Major powers scramble to agree on Syria peace plan

0
150

Key powerbrokers were scrambling Friday over plans to speed up a political settlement in Syria, with UN envoy Staffan de Mistura joining a second day of talks after negotiations in Moscow.

A new round of peace talks backed by Russia, Iran and Turkey began in the Kazakh capital Astana on Thursday in an attempt to revive a hobbled peace process.

The second day of the talks coincided with the anniversary of a devastating and strategically crucial victory by Syrian forces in Aleppo, the country’s second-largest city and once a rebel stronghold, after a blistering Russian-backed offensive.

The Kremlin is hoping to convert its game-changing military intervention in Syria into a political settlement on its terms, and wants to bring together regime officials and the opposition for a “peace congress” at the Black Sea resort of Sochi.

President Vladimir Putin, who last week ordered the partial withdrawal of Russian troops from Syria, discussed the peace process with Turkish President Recep Tayyip Erdogan over the phone.

The Kremlin said that the during the phone call “the hope had been expressed” that the parties in Astana would agree on concrete details for the Sochi congress.

Syria was also on the agenda as Putin spoke by telephone Thursday with Saudi Arabia’s King Salman.

The Kremlin’s chief negotiator Aleksandr Lavrentyev said Thursday that “quite a lot of time” at the talks had been spent on Moscow’s proposal for a “Congress of National Dialogue”, and the issue was expected to feature high on the agenda Friday as well.

But while both Russian officials and Syrian President Bashar al-Assad have spoken enthusiastically of the plan, rebel delegates are wary and the UN has yet to endorse the plan.

De Mistura, who held talks with Russian Foreign Minister Sergei Lavrov and Defence Minister Sergei Shoigu in Moscow on Thursday, had said that negotiations over a political settlement should proceed “one step at a time”.

He acknowledged that the most recent round of talks chaired by the UN in Geneva this month – the eighth – “was not a good meeting” as tensions between government and rebel delegations boiled over.

The Syrian government’s top negotiator, Bashar al-Jaafari, strongly criticised de Mistura after he called for new elections in the war-torn country.

Syria’s opposition said Thursday that it was more important “than ever before” that Russia push Assad´s government towards a political settlement.

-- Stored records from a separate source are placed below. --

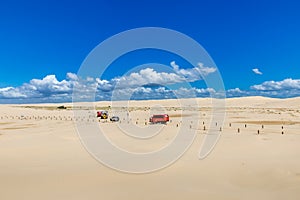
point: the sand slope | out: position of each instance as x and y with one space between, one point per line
41 156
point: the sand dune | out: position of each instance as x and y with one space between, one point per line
256 157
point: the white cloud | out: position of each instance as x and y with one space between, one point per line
147 76
193 74
256 71
286 84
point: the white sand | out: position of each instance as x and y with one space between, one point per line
41 156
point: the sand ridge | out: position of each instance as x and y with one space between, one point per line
41 156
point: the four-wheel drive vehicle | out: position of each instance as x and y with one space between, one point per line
114 119
102 114
163 119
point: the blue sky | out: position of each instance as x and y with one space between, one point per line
43 44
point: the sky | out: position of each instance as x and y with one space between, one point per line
254 45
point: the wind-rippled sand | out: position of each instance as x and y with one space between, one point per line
256 157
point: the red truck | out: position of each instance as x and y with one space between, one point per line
162 119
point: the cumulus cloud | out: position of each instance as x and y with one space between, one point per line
286 84
256 71
144 83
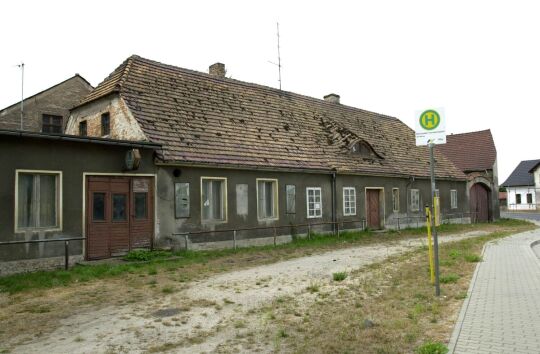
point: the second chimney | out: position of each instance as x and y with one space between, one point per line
217 69
332 98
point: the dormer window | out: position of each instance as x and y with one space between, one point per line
363 149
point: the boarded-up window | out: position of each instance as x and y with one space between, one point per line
213 199
415 200
267 199
51 124
395 200
349 201
290 191
181 204
314 202
37 200
242 199
453 199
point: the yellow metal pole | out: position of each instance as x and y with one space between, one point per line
430 246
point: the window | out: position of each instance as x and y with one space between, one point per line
119 207
181 200
415 200
105 124
349 201
83 128
242 199
51 124
453 199
38 200
395 200
267 197
141 202
290 191
314 202
214 199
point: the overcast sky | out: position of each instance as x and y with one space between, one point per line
480 60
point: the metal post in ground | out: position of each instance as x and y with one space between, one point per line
66 255
435 237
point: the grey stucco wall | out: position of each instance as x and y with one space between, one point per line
168 224
57 100
72 158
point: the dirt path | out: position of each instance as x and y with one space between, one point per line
207 314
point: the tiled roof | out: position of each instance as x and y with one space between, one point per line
473 151
521 176
205 119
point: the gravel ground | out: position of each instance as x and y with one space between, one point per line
204 315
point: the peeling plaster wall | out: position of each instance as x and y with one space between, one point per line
123 124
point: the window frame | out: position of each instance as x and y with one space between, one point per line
287 199
59 198
395 200
412 207
225 201
189 201
453 199
354 202
275 194
51 117
108 115
307 202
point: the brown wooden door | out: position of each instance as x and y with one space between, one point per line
119 215
373 209
479 203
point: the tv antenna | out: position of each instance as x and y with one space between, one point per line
21 65
278 64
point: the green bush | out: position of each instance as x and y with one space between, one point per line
339 276
432 348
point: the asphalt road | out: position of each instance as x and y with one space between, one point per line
517 215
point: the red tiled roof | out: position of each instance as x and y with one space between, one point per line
473 151
205 119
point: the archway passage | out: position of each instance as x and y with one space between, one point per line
479 199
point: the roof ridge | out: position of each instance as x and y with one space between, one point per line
258 86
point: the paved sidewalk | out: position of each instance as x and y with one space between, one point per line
502 311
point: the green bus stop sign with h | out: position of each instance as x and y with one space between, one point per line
430 127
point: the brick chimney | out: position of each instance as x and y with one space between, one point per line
332 98
217 69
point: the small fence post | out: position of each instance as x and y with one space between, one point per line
66 255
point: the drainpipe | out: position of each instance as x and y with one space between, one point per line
334 194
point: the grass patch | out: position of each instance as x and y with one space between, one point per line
432 348
449 278
397 297
472 258
146 262
339 276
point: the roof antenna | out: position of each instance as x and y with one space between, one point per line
279 58
21 65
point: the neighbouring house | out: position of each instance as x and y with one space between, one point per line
475 155
522 186
43 188
48 110
236 155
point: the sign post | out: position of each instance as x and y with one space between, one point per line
430 130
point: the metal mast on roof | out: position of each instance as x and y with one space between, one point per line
21 65
279 59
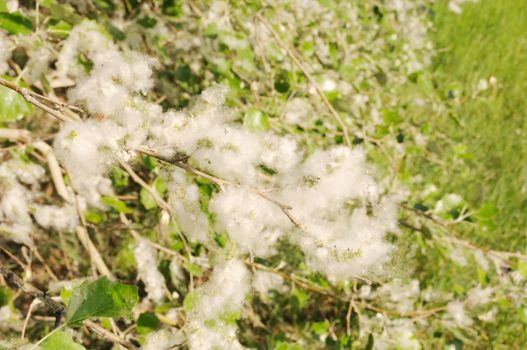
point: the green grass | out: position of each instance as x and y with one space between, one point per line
488 39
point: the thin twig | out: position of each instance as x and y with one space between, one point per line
294 56
30 97
57 308
109 335
221 183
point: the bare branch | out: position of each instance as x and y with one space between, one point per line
294 56
32 98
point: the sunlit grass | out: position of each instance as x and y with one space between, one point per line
487 39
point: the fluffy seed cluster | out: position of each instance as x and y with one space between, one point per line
327 202
19 194
147 271
211 322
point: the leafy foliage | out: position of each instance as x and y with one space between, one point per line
100 298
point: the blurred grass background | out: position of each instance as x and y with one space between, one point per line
484 143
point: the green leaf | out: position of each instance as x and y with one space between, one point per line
94 216
15 23
256 120
101 298
59 28
190 301
147 322
116 204
171 7
147 200
60 340
281 83
287 346
522 268
5 296
193 269
12 104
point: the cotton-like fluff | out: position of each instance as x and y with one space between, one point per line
15 199
15 221
398 334
59 218
211 322
298 111
264 281
147 271
114 77
87 148
280 154
252 222
344 219
184 198
457 315
87 38
164 339
5 52
213 141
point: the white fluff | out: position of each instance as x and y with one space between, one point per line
59 218
252 222
184 200
147 271
223 295
164 339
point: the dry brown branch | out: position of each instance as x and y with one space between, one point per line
109 335
33 98
221 183
295 57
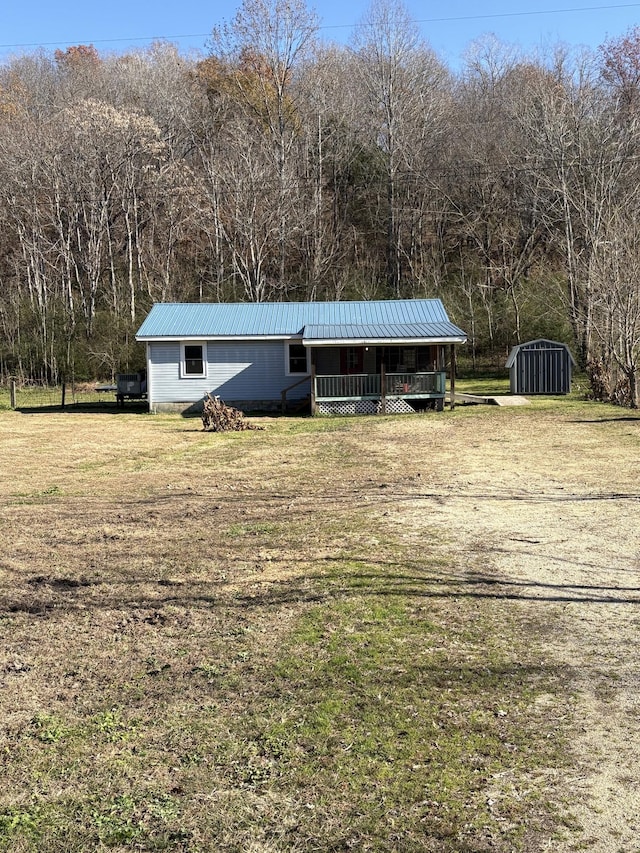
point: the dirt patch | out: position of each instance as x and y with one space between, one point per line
547 508
127 534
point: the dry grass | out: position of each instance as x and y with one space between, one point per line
253 642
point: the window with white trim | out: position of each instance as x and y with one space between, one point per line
297 359
192 360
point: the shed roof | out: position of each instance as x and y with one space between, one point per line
315 322
539 343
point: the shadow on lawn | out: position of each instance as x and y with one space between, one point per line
53 596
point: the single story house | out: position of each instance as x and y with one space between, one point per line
341 357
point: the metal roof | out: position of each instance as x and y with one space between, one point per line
382 333
375 320
538 344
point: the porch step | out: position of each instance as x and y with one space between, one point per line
489 400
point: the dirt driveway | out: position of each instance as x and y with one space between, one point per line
561 533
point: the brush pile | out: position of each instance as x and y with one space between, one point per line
218 417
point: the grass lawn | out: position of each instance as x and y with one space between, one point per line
246 642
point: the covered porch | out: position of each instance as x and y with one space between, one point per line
380 377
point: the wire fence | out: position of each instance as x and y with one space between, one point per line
29 396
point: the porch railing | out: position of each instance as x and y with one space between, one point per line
363 386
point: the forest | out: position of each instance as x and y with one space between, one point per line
276 165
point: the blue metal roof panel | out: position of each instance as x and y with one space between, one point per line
283 319
382 331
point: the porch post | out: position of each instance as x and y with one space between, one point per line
313 382
452 378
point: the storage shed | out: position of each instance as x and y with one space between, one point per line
540 367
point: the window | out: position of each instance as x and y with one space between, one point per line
297 359
192 361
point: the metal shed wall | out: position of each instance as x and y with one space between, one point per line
540 367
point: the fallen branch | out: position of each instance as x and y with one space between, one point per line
218 417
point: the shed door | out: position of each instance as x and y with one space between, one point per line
542 371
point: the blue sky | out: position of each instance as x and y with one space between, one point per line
449 27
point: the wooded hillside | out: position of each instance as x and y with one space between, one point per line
281 167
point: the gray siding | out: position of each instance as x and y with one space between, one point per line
244 371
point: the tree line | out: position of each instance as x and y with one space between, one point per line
278 166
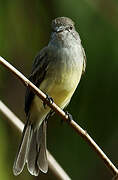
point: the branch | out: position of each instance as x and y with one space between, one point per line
53 165
63 115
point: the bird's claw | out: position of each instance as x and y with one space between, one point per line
49 99
70 118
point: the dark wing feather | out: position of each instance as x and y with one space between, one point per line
84 62
37 75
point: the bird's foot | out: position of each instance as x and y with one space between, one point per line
49 99
51 113
70 118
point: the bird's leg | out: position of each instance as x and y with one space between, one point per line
70 117
51 113
49 99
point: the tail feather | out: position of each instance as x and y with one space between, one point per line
32 155
22 151
32 150
42 158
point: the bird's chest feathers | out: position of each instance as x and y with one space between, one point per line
66 69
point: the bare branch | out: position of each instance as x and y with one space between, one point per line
63 115
53 165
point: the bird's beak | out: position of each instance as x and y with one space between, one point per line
59 29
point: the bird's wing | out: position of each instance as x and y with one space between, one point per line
37 75
84 61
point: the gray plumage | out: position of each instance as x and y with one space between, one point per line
57 70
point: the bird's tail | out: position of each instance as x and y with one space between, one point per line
32 150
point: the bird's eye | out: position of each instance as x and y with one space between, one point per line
71 27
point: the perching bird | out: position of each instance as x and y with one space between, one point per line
57 70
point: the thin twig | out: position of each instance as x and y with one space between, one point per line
53 165
63 115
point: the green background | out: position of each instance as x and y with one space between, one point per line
24 30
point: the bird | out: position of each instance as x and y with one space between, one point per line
57 70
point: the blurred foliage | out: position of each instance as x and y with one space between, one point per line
24 30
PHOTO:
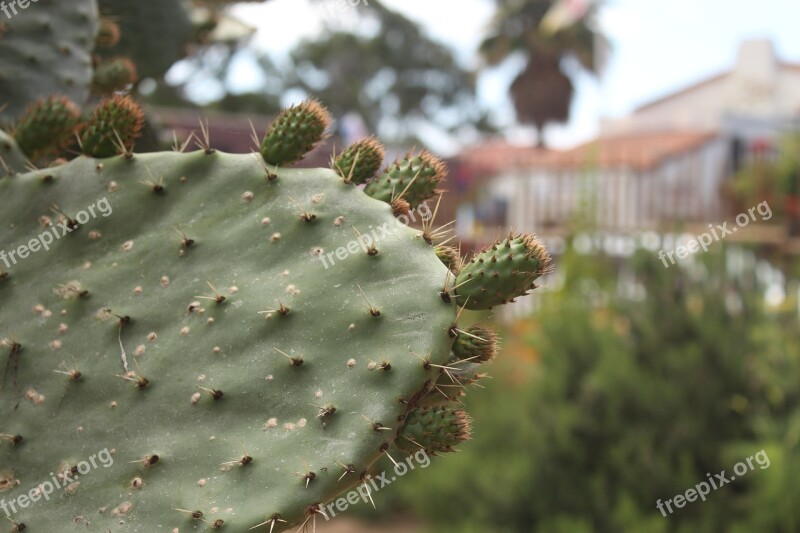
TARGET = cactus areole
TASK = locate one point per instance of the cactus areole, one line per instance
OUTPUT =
(175, 356)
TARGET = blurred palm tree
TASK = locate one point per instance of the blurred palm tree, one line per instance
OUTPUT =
(542, 92)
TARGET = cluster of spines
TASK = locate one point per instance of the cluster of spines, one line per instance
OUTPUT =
(504, 271)
(47, 126)
(113, 127)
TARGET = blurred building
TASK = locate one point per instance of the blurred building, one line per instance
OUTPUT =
(662, 166)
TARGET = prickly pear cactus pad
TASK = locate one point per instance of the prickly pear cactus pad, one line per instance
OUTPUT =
(45, 50)
(177, 356)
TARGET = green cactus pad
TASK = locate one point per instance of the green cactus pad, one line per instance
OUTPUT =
(45, 49)
(294, 133)
(253, 371)
(113, 127)
(415, 178)
(108, 34)
(360, 161)
(504, 271)
(47, 126)
(476, 344)
(12, 160)
(435, 429)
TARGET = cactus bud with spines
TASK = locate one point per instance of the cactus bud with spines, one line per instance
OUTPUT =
(113, 127)
(415, 178)
(47, 126)
(361, 161)
(436, 429)
(295, 132)
(147, 320)
(502, 272)
(449, 256)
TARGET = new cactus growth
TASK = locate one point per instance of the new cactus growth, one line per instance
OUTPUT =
(504, 271)
(360, 161)
(47, 127)
(113, 127)
(295, 133)
(172, 309)
(414, 178)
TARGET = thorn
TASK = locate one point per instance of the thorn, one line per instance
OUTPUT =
(305, 216)
(374, 311)
(217, 296)
(281, 310)
(214, 393)
(186, 242)
(370, 250)
(348, 469)
(196, 515)
(296, 361)
(205, 142)
(273, 520)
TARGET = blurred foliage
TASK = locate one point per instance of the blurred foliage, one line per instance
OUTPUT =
(774, 177)
(396, 77)
(542, 92)
(632, 400)
(385, 69)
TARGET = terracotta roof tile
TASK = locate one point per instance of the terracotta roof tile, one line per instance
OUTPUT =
(640, 151)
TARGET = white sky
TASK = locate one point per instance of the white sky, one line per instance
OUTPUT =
(657, 45)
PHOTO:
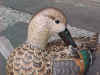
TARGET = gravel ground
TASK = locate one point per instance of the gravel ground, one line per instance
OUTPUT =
(14, 28)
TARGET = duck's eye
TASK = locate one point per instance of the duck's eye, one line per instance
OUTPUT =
(57, 21)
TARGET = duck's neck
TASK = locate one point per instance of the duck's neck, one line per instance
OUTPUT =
(38, 37)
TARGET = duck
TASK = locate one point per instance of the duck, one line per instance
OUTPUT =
(31, 58)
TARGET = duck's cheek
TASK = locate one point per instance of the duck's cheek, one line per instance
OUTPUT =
(59, 28)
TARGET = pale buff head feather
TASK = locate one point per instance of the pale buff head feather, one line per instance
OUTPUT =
(44, 24)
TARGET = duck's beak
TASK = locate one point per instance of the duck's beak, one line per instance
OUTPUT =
(67, 38)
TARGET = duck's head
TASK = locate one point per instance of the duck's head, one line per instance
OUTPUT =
(44, 24)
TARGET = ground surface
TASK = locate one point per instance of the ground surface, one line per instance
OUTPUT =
(80, 13)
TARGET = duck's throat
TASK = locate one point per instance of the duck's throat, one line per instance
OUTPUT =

Syria’s government and opposition forces are locked in discussions over the reinforcement of the ceasefire, especially in the so-called de-escalation zones, as well as the lifting of sieges on all towns and villages and the delivery of assistance to those in need.

But the opposition said Friday that the “most important issue for us is the detainee issue.”

“We need to reach an agreement on detainees, which will be the essential core of this round,” Ahmad Tohmeh, head of the rebel delegation, told Turkish officials, according to a statement.

Since the start of Syria’s war in 2011, several diplomatic attempts to halt the conflict have stumbled, mainly over Assad´s future.

A fragile ceasefire brokered at the end of last year by Moscow and Ankara has been bolstered somewhat by the negotiations in Astana, where the most recent rounds of talks have focussed on implementing four de-escalation zones to stem fighting between government and rebel forces.

But both Damascus and the militant factions have regularly accused one another of violating the ceasefire the zones were intended to bolster.

The Astana talks have run in parallel to the negotiations taking place in Geneva with the backing of the United Nations, but both sets of negotiations did not bear much fruit.

Representatives of the opposition have expressed fears the Sochi congress being promoted by Moscow could prove a distraction from the UN negotiations.

Since the victory over Aleppo, Damascus has consolidated control over much of the country, wresting territory from extremist factions not party to the truce, particularly Daesh.

The war in Syria has left more than 340,000 people dead, according to the Syrian Observatory for Human Rights.